O novo homem forte do Opart vem das fileiras do Partido Socialista (PS) e, pormenor talvez não menos importante, chega a esta entidade pública empresarial vindo das Finanças, o ponto onde terá esbarrado a reivindicação de harmonização salarial dos trabalhadores do São Carlos e da CNB que está no centro do diferendo. Uma harmonização salarial que o gabinete da actual ministra da Cultura, Graça Fonseca, começou por endossar, de acordo com um documento a que o PÚBLICO teve acesso.

A 20 de Março deste ano, Graça Fonseca reencaminhou para a secretária de Estado da Administração e do Emprego Público e para o secretário de Estado do Tesouro um ofício do então presidente do conselho de administração, Carlos Vargas, que a 15 de Novembro de 2018 expusera à ministra a urgência de proceder a ajustamentos salariais que repusessem a igualdade de tratamento entre os técnicos do São Carlos e da CNB. O despacho da ministra é taxativo​: “Concordo com o solicitado.”

Na sua exposição ao MC, Carlos Vargas sublinhava que, caso se arrastasse, o problema da discrepância de vencimentos entre trabalhadores do sector técnico com as mesmas funções “poderia dar origem a perturbações do normal desenvolvimento da actividade do Opart, E.P.E., especialmente ao nível do TNSC, onde laboram os trabalhadores que auferem menor retribuição”. Em causa, precisava, estão “17 trabalhadores”, pelo que, concluía, “o aumento anual de encargos necessário para o restabelecimento da igualdade de tratamento [entre os técnicos da CNB e do São Carlos] é da ordem de 58 mil euros”.

Dias depois, no Parlamento, a ministra da Cultura viria mesmo a garantir que já fora encontrada uma solução orçamental para resolver o problema.

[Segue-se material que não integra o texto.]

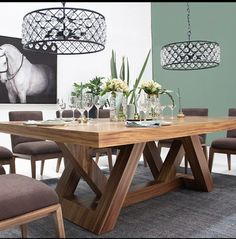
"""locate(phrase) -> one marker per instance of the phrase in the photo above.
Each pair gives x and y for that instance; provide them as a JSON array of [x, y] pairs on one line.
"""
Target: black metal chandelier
[[190, 55], [64, 31]]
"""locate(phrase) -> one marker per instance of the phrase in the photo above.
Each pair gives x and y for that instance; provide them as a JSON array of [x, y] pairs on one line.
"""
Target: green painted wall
[[212, 88]]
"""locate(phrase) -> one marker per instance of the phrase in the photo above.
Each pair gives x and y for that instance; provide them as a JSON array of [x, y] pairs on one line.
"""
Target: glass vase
[[113, 111], [118, 106], [154, 106]]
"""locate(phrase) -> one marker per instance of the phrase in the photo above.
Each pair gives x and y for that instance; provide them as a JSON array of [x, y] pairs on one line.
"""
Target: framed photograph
[[26, 77]]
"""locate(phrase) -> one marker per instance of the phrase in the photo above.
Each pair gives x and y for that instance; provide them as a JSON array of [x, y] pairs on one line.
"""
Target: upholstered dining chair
[[7, 158], [103, 113], [24, 199], [31, 148], [188, 112], [225, 145]]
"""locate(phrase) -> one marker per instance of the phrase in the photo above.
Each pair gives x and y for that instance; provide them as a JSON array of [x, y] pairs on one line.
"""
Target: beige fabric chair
[[26, 199], [226, 145], [31, 148], [188, 112]]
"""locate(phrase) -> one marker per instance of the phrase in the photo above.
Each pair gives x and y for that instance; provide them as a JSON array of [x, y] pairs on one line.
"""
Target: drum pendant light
[[190, 55], [64, 31]]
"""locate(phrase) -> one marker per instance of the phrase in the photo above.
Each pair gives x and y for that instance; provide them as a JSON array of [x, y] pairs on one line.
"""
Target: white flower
[[150, 87], [117, 85]]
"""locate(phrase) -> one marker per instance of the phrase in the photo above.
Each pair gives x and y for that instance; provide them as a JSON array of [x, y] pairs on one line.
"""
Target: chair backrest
[[23, 116], [103, 113], [196, 112], [67, 114], [231, 133]]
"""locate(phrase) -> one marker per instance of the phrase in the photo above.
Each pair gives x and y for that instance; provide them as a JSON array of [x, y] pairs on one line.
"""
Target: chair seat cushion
[[37, 147], [5, 153], [169, 141], [23, 194], [224, 143]]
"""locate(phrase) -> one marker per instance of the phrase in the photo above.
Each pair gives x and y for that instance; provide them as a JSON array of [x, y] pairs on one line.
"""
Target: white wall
[[128, 33]]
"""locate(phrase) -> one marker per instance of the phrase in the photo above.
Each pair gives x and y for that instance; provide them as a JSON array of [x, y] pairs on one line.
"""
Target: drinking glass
[[88, 102], [61, 106], [80, 103], [162, 107], [171, 106], [72, 103], [98, 102], [143, 107]]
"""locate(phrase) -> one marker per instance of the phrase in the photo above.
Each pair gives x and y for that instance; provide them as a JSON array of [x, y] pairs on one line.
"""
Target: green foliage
[[137, 81], [113, 65], [95, 85], [78, 89], [125, 73]]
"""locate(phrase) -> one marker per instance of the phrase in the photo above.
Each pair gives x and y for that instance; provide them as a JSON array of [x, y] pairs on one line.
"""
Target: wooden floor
[[23, 166]]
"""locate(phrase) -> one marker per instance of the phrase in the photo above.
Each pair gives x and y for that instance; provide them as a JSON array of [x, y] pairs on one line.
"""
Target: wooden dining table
[[98, 212]]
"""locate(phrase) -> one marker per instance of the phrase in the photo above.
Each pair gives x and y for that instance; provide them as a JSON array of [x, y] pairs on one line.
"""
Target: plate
[[67, 119], [45, 122], [139, 119], [153, 123]]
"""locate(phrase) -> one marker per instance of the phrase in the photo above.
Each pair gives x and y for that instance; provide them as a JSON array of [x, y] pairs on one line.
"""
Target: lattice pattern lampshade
[[64, 31], [190, 55]]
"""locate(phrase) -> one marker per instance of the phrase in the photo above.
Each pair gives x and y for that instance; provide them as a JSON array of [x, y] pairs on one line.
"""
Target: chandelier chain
[[188, 18]]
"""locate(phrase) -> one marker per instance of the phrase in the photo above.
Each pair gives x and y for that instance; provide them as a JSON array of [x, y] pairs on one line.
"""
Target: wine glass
[[97, 100], [88, 102], [171, 106], [162, 107], [80, 103], [72, 103], [61, 106], [143, 107]]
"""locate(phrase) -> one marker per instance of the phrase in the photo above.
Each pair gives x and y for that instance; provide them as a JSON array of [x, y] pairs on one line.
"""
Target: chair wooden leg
[[109, 155], [211, 158], [185, 165], [33, 167], [58, 164], [97, 157], [58, 219], [42, 167], [23, 228], [12, 165], [229, 161], [159, 148], [144, 162], [204, 147]]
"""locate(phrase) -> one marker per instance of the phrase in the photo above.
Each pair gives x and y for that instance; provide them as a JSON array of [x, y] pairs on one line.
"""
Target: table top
[[101, 133]]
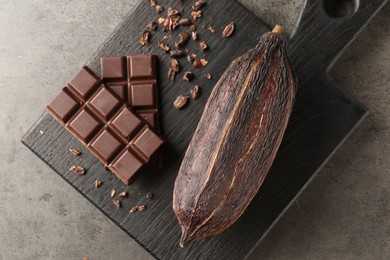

A verba necessária estava de resto já inscrita no orçamento do Opart para 2019.

Mais recentemente, e após uma série de reuniões com o Sindicato dos Trabalhadores do Espectáculo, do Audiovisual e dos Músicos (Cena-STE), entidade que tem vindo a representar os trabalhadores, a tutela voltou atrás, argumentando ser impossível proceder ao ajustamento salarial antes da aprovação do Regulamento Interno de Pessoal, outra das reivindicações dos funcionários. As negociações foram, então, suspensas, com os trabalhadores a avançarem para uma greve que deverá ainda afectar os espectáculos do Festival ao Largo, que começa no próximo sábado, e apresentações da CNB no Porto e em Almada. 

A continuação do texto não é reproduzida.